There is a major Gender Health Gap in medicine. Today, the subject of research is still the man. The discrimination begins with drugs being developed and tested on male mice. And it continues with the development of new medicines, which are still primarily tested on men. Women* get even poorer treatment by male doctors than by same-sex doctors. A study shows that the mortality rate for women with heart attacks increases when they are treated by male doctors.

The top results for “heart attack symptoms” on Google are pressure in the chest, stabbing, burning or pressing pain behind the breastbone. These are probably the symptoms you know.
However, these are the typical male symptoms. Women suffer from entirely different symptoms like headaches, nausea, fatigue, jaw and back pain. Which is a problem since a heart attack should be treated within 45 mins. to save as much muscle as possible. When you know your symptoms, you are able to react quick and get yourself or someone else to the hospital in time.
If you don’t know the symptoms – well…
The female symptoms are just not portrayed in the media at all. For this reason, heart attacks are not recognized at all or much later in women, because they are just not well known.

A study by the New England Journal of Medicine showed that a commonly described heart drug shortens womens live with heart diseases. In the study only around 15% of the test subjects were women, in whom the drug did not work but was still described as effective.

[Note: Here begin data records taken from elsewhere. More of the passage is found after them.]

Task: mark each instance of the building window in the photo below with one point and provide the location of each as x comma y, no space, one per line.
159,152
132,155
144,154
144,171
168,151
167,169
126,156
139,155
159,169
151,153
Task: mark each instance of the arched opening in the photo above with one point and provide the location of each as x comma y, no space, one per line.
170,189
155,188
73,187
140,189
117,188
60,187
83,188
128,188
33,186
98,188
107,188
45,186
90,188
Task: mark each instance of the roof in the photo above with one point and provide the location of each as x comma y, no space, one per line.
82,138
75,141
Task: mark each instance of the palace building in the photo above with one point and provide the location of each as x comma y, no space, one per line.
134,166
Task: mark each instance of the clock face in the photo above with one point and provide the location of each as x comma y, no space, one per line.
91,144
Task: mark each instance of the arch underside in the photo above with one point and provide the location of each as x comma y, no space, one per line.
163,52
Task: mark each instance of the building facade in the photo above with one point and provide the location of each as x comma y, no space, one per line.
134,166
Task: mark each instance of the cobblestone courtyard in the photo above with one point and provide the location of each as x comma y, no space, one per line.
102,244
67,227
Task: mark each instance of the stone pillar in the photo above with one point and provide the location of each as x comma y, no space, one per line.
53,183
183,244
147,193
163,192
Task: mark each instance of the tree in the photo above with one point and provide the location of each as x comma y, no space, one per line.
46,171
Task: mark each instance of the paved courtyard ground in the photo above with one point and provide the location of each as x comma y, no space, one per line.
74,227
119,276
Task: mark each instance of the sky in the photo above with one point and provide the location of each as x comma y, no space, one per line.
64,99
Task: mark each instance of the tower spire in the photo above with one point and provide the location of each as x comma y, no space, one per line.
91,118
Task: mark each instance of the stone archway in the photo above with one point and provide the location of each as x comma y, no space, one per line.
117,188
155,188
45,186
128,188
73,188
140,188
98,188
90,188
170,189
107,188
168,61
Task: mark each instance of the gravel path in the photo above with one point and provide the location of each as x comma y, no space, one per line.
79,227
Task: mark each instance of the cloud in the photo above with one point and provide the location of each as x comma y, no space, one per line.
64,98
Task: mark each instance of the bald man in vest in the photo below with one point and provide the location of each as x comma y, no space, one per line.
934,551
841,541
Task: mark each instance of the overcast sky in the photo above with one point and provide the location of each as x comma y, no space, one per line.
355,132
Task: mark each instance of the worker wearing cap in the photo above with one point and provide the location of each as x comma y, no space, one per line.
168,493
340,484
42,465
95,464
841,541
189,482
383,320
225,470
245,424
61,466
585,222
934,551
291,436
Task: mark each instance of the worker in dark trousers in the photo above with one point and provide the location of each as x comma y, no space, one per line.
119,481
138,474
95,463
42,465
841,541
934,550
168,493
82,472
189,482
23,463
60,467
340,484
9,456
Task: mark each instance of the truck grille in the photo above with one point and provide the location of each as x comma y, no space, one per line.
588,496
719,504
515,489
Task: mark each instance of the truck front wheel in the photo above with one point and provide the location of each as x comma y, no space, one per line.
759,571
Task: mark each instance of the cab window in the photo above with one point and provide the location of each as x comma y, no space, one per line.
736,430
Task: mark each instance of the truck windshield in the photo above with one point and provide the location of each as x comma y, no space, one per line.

Unfortunately prescriptions are still based on the ”one size fits all” principle — medication is developed for men only, all gender receive the same dose, although it has long been known that women* are often overdosed and that we’d need gender appropriate dosages.

The blue vase (ironically) represents the male that has a fitting lid which embodies the drugs that work for male. If you try to take that lid/drug and put it on the other vases, it will not fit. It communicates that one drug doesn‘t work for all gender, that we would need gender appropriate dosages. And that the principle ”one size fits all” just doesn’t work. We are all different and we need to see some changes in medicine and medication development to be treated equally.

The shapes are inspired by the pill shapes that are available on the market and is displayed to walk around to be able to see it from all sides. In no particular order since gender has no rules or harsh lines to stick to, it’s fluid so you are invited to see it as a group of different genders and also to place them differently if desired.

The colours are inspired by the pill colors but are also supposed to reflect the diversity. This project can be continued, there could be an infinite number of other combinations to convey the message even more clearly.
What I like most about this project is, that it’s of political relevance and works as a whole. But you could also use those vases for it’s purpose and let them shine with blossoming flowers.